The Company determines whether an arrangement is, or includes, a lease at contract inception. Operating lease right-of-use assets and liabilities are recognized at commencement date and are initially measured based on the present value of lease payments over the defined lease term. As the Company's leases do not provide an implicit rate, the Company used its incremental borrowing rate based on the information available at the adoption date in determining the present value of lease payments. The weighted average remaining lease term and weighted average discount rate were 14.2 years and 6.0%, respectively, for operating leases as of March 31, 2019.
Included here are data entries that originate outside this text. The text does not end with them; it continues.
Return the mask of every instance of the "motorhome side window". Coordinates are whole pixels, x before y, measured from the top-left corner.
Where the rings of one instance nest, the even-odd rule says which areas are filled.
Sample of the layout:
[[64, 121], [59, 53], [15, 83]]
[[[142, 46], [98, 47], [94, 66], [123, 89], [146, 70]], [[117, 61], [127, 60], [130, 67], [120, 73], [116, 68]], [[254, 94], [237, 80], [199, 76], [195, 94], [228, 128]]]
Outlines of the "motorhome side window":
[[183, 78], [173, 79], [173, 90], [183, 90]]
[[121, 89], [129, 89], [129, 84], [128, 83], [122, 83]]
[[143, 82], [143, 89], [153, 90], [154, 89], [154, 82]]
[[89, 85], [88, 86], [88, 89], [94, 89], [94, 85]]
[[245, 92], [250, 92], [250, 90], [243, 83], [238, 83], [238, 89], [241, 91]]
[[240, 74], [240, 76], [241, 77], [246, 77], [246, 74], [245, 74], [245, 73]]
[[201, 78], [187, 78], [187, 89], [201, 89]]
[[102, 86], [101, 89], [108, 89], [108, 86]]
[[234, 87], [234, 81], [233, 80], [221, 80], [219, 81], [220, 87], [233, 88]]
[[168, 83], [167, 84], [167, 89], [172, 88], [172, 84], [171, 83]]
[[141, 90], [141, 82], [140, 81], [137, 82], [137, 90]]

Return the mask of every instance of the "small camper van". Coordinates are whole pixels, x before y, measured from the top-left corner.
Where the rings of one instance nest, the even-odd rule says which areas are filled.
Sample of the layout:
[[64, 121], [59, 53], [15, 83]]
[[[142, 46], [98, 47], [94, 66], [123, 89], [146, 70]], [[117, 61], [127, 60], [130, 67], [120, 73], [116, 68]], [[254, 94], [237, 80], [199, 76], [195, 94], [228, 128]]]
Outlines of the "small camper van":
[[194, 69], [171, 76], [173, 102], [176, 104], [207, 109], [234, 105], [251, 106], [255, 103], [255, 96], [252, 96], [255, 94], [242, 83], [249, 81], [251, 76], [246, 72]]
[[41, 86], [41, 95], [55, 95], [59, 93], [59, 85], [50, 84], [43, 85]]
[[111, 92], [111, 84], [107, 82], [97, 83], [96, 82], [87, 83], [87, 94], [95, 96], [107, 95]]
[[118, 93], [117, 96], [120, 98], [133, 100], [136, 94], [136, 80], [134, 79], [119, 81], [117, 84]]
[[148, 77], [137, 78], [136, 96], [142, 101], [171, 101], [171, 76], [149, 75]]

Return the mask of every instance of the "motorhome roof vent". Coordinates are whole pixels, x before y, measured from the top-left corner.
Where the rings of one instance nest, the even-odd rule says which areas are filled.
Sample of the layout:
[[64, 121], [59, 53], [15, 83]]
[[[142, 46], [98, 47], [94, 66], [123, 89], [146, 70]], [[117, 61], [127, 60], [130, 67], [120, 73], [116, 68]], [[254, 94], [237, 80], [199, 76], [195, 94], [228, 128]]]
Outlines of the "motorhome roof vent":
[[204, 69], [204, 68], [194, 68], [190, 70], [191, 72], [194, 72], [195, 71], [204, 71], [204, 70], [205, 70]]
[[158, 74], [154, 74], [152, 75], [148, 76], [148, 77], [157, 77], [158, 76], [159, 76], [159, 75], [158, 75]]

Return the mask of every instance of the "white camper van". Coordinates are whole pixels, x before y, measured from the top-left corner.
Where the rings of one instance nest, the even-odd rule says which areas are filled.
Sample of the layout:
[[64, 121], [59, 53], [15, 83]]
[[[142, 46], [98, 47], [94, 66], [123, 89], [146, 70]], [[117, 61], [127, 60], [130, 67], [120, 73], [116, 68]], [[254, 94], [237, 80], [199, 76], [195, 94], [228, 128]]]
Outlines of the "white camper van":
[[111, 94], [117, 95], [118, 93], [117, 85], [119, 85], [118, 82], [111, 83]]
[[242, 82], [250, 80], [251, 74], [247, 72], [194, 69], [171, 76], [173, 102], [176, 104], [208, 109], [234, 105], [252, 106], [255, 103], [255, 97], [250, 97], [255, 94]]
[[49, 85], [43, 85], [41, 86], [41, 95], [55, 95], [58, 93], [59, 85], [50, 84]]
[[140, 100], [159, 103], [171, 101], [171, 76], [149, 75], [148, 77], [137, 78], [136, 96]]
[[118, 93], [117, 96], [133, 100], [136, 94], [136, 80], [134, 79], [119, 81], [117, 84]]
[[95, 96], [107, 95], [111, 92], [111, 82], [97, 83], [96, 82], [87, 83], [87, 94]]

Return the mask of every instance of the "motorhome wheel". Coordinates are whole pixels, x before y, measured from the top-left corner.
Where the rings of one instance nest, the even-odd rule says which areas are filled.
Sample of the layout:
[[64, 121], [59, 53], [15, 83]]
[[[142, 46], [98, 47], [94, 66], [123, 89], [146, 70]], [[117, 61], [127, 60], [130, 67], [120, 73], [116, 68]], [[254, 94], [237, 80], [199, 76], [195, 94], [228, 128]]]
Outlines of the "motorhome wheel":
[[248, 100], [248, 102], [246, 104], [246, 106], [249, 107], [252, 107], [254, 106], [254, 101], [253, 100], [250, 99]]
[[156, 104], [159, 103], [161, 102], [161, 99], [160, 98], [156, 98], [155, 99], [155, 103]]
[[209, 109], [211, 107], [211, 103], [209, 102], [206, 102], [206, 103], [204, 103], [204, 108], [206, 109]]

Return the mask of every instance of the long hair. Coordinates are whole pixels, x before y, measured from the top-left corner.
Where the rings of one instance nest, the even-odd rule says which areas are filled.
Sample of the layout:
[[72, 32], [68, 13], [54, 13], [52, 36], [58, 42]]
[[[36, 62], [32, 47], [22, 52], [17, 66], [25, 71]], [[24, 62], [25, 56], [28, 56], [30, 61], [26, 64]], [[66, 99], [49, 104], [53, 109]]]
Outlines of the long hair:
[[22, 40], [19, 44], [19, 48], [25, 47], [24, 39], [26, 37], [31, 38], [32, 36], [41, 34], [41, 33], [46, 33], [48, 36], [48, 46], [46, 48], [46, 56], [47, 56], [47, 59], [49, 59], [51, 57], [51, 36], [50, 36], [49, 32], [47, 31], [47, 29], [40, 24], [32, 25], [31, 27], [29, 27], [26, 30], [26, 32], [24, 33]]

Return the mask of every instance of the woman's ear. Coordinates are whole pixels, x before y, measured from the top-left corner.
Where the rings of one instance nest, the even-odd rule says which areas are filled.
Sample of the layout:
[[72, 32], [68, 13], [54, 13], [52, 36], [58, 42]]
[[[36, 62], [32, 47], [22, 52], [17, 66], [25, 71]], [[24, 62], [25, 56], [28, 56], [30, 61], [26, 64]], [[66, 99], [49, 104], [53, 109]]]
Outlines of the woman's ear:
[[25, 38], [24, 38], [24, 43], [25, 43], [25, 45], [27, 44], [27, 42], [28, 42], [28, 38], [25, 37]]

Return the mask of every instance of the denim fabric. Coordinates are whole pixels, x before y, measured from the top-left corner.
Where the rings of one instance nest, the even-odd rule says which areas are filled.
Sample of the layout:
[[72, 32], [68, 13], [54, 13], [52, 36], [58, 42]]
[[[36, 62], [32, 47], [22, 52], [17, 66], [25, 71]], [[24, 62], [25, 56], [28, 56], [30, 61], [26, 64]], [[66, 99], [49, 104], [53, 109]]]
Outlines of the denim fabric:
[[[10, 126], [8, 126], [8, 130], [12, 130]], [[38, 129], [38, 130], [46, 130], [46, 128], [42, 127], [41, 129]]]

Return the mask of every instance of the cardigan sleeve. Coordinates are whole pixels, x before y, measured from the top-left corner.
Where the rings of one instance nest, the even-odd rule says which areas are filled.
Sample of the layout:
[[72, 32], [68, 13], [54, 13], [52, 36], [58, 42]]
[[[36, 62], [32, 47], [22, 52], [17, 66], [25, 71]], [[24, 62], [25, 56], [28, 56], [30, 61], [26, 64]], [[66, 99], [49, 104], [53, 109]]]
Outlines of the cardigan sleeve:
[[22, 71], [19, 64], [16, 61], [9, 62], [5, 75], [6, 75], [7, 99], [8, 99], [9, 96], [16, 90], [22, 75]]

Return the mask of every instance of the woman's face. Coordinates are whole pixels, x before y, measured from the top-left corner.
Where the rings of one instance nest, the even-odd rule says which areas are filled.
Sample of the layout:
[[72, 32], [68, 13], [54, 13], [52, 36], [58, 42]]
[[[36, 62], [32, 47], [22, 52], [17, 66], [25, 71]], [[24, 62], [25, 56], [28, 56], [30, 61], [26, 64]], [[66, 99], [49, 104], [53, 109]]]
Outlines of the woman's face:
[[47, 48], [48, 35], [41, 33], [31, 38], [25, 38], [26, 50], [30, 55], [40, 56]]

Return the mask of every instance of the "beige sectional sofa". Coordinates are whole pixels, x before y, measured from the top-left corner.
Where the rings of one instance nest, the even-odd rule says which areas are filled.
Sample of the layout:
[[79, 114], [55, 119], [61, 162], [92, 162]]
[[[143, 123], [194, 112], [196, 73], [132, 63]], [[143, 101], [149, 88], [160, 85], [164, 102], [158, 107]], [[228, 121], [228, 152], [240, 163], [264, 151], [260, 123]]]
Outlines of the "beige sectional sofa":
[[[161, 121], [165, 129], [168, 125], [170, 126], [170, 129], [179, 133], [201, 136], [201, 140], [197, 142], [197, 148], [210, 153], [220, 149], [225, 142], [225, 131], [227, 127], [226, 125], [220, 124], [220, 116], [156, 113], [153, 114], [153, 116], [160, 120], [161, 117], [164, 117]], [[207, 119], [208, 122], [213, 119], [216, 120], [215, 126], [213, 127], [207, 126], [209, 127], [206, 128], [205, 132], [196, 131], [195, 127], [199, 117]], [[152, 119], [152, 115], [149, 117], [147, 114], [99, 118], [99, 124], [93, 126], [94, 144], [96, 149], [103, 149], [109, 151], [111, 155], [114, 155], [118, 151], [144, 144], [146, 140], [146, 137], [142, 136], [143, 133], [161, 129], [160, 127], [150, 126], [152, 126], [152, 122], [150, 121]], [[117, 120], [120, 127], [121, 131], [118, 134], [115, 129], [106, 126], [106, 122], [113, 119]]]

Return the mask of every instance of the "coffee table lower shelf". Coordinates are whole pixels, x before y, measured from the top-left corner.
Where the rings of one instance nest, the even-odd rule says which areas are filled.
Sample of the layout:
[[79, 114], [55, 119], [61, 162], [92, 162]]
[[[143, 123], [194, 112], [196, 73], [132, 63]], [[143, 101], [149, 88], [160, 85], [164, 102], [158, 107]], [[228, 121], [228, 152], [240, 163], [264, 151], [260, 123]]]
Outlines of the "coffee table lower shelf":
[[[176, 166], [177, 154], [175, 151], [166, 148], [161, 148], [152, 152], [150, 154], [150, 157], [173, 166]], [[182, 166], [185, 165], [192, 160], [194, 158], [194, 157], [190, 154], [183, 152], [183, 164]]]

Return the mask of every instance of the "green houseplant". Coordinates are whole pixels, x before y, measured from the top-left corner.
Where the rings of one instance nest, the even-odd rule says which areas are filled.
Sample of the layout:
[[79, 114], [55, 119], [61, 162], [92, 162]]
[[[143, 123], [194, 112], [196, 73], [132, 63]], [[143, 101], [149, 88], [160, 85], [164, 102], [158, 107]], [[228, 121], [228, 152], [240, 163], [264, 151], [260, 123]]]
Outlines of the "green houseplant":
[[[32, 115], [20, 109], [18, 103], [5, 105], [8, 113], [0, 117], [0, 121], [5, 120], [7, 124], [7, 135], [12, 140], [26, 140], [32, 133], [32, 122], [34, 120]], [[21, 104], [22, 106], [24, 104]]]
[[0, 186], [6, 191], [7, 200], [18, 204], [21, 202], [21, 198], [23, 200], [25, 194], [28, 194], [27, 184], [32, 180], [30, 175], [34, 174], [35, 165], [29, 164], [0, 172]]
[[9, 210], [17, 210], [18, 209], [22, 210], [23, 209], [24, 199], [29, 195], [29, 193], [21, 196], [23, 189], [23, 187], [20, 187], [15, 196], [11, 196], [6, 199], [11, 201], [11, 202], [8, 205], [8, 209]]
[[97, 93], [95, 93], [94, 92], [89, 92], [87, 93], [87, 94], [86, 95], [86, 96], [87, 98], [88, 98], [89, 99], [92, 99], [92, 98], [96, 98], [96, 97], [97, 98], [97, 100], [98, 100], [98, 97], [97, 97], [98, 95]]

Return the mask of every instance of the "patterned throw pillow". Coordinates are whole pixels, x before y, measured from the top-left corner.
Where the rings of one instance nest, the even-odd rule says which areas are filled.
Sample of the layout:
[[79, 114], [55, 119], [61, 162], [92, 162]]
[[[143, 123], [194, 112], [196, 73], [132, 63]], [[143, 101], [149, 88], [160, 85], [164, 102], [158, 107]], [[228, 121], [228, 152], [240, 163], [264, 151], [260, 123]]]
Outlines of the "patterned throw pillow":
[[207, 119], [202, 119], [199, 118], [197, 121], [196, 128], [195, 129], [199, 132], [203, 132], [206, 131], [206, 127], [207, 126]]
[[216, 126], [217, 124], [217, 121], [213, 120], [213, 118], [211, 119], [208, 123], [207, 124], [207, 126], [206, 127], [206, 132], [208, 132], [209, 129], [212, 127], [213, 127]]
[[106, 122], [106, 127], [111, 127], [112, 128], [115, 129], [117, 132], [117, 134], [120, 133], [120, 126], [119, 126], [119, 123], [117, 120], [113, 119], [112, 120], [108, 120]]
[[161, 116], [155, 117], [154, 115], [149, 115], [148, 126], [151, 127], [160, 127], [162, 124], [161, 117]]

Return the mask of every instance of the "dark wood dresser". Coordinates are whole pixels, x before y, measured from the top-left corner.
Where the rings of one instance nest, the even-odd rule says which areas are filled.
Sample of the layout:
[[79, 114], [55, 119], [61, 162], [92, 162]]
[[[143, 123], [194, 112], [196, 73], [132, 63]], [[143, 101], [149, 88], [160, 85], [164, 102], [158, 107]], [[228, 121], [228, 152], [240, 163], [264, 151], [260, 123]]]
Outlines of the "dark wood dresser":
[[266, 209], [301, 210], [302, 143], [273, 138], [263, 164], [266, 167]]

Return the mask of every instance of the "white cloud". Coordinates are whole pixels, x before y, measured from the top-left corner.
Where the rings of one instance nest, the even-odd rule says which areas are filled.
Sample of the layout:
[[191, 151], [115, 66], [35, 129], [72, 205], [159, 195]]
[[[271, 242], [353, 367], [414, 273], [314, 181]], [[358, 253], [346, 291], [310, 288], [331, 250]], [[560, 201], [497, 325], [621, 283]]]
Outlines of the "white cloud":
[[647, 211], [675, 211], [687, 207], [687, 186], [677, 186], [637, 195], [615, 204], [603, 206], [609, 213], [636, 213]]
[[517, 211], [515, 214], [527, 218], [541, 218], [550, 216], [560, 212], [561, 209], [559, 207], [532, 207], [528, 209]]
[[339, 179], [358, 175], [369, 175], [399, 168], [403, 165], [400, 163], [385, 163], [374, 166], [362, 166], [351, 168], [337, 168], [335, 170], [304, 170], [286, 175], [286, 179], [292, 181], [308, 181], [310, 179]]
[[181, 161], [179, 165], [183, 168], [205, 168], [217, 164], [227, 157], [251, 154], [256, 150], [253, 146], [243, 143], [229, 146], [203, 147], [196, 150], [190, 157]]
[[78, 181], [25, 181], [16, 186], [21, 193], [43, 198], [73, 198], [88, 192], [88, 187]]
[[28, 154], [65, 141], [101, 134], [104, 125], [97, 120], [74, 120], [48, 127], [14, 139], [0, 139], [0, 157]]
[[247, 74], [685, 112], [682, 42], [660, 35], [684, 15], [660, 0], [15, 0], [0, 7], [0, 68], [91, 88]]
During the first quarter of 2019, our business was impacted by a number of factors, including lower volatility and tightening credit spreads. New issue activity was slightly lighter than normal for the first quarter, and investment managers experienced significant inflows, resulting in increased secondary trading volumes. In addition, the continued flattening of the yield curve in 2019 resulted in lower duration of bonds traded on the platform, which has a negative impact on our fee capture rate. Our results of operations are also impacted by the overall level of activity in our core products. In the first quarter of 2019, market volumes in the U.S. high-grade and U.S. high-yield markets as reported by Financial Industry Regulatory Authority’s Trade Reporting and Compliance Engine (“TRACE”) increased 12.6% and 5.1%, respectively, compared to the first quarter of 2018.